With regard to neurological measures, the addition of venglustat to imiglucerase was associated with increased functional connectivity across brain regions using resting-state functional magnetic resonance imaging (fMRI); these were most prominent within the sensory, motor, and cerebellar networks considered to be disrupted in GD. Volumetric MRI (vMRI) also showed volume increase in certain brain regions in 8 patients with analyzable vMRI data and measurable venglustat exposure. The regions with volume increase and those with increased fMRI connectivity were reported to overlap. A majority of patients (n=9/11) reported improved scores based on SARA (scale for the assessment and rating of ataxia).

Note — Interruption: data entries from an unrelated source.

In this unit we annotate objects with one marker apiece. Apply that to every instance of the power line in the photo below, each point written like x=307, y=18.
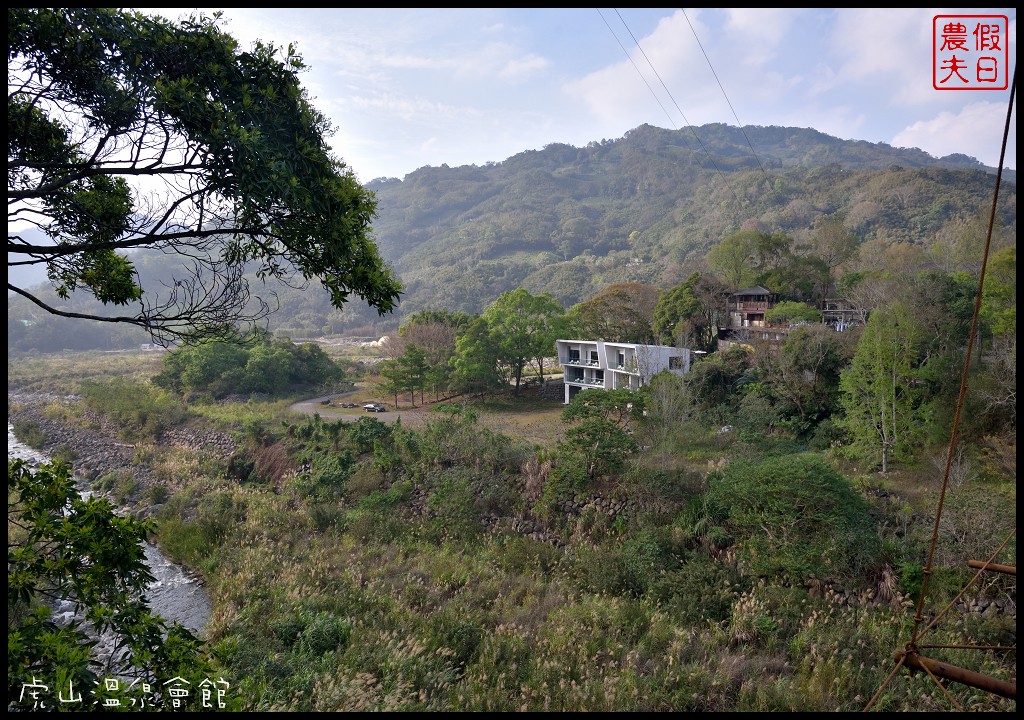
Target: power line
x=738, y=124
x=669, y=92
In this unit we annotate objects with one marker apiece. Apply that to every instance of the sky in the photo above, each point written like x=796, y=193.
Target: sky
x=408, y=88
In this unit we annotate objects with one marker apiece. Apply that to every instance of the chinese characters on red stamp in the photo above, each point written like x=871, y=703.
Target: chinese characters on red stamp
x=970, y=52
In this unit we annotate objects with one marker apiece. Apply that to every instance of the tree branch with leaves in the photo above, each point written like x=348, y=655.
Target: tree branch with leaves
x=132, y=132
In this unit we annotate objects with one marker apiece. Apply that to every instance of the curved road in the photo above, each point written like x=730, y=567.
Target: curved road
x=333, y=412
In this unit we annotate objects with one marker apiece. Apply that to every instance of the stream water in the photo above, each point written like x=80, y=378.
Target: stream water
x=175, y=594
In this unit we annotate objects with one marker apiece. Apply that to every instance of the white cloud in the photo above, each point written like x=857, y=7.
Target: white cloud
x=976, y=131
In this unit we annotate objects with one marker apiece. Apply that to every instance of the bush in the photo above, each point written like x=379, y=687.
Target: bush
x=30, y=433
x=797, y=516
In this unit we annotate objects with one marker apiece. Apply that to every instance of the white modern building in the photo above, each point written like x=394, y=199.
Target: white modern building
x=612, y=366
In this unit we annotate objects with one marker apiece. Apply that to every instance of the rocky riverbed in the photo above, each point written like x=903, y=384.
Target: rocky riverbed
x=97, y=449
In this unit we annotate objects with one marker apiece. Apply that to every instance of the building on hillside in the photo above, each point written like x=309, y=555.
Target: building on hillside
x=749, y=326
x=745, y=310
x=612, y=366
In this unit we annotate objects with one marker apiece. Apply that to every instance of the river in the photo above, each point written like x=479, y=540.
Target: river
x=175, y=594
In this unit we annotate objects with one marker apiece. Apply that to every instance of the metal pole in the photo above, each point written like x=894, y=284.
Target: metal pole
x=966, y=677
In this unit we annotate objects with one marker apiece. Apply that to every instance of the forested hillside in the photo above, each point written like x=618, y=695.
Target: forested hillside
x=644, y=208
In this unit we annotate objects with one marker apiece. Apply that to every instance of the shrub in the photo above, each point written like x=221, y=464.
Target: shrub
x=796, y=515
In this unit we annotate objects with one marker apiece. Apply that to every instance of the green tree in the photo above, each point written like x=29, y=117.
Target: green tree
x=834, y=243
x=878, y=390
x=476, y=360
x=602, y=432
x=127, y=131
x=794, y=516
x=621, y=312
x=733, y=258
x=804, y=372
x=688, y=314
x=61, y=547
x=525, y=328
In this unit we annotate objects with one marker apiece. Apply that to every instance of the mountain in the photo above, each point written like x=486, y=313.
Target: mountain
x=645, y=208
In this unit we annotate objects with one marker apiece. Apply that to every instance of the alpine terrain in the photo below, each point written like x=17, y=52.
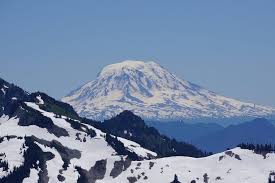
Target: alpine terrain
x=153, y=93
x=44, y=140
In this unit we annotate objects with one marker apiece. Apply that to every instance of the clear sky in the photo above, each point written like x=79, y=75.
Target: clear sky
x=55, y=46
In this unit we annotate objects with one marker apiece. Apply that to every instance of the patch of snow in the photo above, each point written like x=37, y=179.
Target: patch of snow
x=135, y=147
x=33, y=178
x=40, y=101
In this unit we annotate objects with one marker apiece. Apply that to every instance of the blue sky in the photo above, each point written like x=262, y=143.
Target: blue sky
x=225, y=46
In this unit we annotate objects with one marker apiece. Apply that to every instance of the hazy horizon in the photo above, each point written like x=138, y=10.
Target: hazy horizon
x=55, y=47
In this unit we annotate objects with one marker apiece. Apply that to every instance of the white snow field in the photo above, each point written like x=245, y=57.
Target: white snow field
x=152, y=92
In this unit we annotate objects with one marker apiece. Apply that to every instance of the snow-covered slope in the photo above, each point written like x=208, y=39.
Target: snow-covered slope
x=39, y=145
x=93, y=160
x=152, y=92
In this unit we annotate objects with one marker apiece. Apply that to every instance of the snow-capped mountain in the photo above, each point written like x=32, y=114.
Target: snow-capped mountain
x=152, y=92
x=44, y=140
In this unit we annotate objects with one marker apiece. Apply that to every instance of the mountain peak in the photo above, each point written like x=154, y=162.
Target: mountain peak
x=152, y=92
x=127, y=65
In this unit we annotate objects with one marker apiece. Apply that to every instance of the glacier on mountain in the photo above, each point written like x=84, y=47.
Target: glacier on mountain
x=152, y=92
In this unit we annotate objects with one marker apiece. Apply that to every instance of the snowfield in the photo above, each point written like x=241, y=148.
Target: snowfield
x=95, y=155
x=150, y=91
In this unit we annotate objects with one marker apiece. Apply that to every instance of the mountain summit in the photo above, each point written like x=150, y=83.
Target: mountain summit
x=152, y=92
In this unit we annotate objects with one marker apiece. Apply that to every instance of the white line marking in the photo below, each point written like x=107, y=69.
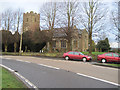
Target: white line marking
x=106, y=67
x=98, y=79
x=19, y=60
x=27, y=61
x=27, y=81
x=49, y=66
x=6, y=58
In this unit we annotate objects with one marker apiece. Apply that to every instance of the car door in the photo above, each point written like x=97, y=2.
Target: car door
x=71, y=55
x=116, y=57
x=76, y=55
x=109, y=57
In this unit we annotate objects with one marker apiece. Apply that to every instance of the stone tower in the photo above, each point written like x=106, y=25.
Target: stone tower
x=31, y=21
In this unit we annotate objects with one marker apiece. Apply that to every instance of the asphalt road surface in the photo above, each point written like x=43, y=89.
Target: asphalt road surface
x=48, y=77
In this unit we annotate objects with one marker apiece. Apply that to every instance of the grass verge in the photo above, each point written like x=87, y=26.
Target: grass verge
x=9, y=80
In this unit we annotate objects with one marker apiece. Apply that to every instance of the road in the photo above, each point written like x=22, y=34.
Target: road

The most common adverse events were mild to moderate in severity, transient and not related to either treatment; no deaths or serious adverse events were reported.

“The presented data provide further proof that venglustat crosses the blood–brain barrier and shows the potential of venglustat combined with imiglucerase to ameliorate neurological manifestations of GD3, for which no treatment is currently available,” the study authors concluded.

Disclosure: Some authors have declared affiliations with or received funding from the pharmaceutical industry. Please refer to the original study for a full list of disclosures.

Reference

Schiffmann R, Cox T, Dedieu JF, et al. Venglustat combined with imiglucerase positively affects neurological features and brain connectivity in adults with Gaucher disease type 3. Presented at: 17th Annual WORLDSymposium; February 8-12, 2021. Abstract 223.